Meta Unveils SAM 3.1 for Real-Time Video Segmentation
- •Meta releases SAM 3.1 with object multiplexing for 2x faster video tracking
- •New model processes 16 objects simultaneously, achieving 32 FPS on H100 GPUs
- •Integration expands to Instagram video effects and Facebook Marketplace's View in Room
Meta’s AI research team has introduced SAM 3.1, a significant update to their Segment Anything Model, focusing on high-speed video processing and "promptable concept segmentation." By shifting from processing objects individually to a "global reasoning" approach, the model can now track up to 16 different items in a single forward pass through the system.
This technical leap, dubbed object multiplexing, doubles throughput from 16 to 32 frames per second on high-end hardware like the H100 GPU. This efficiency allows the model to handle complex, crowded scenes in real-time while lowering the barrier for high-performance applications on more accessible hardware. Beyond raw speed, SAM 3.1 enables users to define objects using natural language phrases like "the striped red umbrella" rather than being limited to a fixed list of categories.
The update also powers new consumer features.
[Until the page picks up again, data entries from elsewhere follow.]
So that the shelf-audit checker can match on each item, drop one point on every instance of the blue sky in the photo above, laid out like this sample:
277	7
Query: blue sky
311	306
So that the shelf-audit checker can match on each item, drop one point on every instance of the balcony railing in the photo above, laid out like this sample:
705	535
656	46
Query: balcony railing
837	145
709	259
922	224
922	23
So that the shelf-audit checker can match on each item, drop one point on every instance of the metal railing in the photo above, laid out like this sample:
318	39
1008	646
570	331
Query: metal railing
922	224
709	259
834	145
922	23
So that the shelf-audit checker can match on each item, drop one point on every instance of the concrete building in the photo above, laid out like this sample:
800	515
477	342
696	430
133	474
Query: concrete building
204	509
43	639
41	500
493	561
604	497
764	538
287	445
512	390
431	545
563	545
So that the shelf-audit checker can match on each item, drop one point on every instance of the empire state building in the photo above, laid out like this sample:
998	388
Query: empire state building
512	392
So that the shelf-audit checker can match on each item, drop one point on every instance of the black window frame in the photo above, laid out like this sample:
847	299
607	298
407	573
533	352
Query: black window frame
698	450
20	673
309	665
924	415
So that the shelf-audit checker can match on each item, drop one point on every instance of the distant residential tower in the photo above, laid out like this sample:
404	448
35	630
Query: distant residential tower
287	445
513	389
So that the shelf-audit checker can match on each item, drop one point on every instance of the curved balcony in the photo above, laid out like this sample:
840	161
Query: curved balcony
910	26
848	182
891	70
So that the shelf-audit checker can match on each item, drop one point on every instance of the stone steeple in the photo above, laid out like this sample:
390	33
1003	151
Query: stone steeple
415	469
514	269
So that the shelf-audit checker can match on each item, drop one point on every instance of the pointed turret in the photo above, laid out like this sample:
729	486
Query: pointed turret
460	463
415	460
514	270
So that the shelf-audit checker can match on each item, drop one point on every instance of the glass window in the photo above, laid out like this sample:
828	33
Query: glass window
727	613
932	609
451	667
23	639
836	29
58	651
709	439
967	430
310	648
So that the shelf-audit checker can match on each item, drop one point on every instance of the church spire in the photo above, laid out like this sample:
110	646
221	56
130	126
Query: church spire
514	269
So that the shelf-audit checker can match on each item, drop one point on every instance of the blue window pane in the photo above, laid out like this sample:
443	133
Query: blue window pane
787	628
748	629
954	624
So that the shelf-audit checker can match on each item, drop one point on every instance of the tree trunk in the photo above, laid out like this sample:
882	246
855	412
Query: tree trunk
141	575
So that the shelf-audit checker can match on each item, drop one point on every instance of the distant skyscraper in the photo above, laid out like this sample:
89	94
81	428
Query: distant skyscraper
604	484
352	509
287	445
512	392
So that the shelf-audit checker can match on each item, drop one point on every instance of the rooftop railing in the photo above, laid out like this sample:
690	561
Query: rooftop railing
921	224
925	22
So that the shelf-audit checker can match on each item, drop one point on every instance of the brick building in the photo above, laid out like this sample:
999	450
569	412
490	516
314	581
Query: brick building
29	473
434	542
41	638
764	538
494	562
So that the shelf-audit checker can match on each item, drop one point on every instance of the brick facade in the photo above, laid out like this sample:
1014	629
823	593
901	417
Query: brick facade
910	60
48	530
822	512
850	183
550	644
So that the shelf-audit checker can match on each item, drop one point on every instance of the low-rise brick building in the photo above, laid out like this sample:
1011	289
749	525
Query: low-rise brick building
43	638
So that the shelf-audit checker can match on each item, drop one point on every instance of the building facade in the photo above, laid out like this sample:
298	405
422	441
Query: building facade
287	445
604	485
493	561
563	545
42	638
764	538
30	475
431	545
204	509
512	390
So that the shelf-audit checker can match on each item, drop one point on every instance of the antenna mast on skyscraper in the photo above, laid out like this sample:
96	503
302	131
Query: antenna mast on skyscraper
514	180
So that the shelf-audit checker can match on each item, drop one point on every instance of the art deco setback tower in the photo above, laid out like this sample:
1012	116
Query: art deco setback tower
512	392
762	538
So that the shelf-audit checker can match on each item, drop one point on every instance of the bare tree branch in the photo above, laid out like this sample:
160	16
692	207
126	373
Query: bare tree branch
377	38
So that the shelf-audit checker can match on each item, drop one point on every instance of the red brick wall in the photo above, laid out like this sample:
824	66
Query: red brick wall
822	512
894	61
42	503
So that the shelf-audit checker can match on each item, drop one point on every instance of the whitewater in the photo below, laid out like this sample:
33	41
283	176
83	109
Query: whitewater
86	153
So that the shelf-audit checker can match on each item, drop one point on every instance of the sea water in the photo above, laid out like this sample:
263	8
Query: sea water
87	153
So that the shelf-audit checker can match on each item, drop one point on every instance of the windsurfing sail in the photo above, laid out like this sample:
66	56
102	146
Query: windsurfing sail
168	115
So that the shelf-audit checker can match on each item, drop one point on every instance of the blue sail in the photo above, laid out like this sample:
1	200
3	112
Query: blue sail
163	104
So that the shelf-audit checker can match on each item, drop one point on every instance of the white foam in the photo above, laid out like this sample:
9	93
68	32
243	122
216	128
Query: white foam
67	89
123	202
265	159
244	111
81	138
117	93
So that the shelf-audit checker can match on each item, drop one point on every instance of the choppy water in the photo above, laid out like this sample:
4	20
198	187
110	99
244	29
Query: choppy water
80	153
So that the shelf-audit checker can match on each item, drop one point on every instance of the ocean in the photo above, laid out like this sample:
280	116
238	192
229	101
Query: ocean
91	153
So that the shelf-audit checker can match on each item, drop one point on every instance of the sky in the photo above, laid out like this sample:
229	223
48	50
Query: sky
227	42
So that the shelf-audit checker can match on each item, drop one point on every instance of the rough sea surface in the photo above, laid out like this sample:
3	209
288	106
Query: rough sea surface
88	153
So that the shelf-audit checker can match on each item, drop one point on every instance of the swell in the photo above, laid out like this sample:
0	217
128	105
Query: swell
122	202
Instagram’s "Edits" app will soon allow creators to apply visual effects to specific people or objects with a single tap. Meanwhile, Facebook Marketplace is utilizing the model’s 3D sister-release, SAM 3D, for a "View in Room" feature that helps shoppers visualize how furniture fits in their actual living spaces.
To build the massive dataset required for such precision, Meta developed a "data engine" that pairs human reviewers with AI annotators powered by Llama models. This hybrid system speeds up data labeling by up to five times, allowing the team to curate over four million unique visual concepts.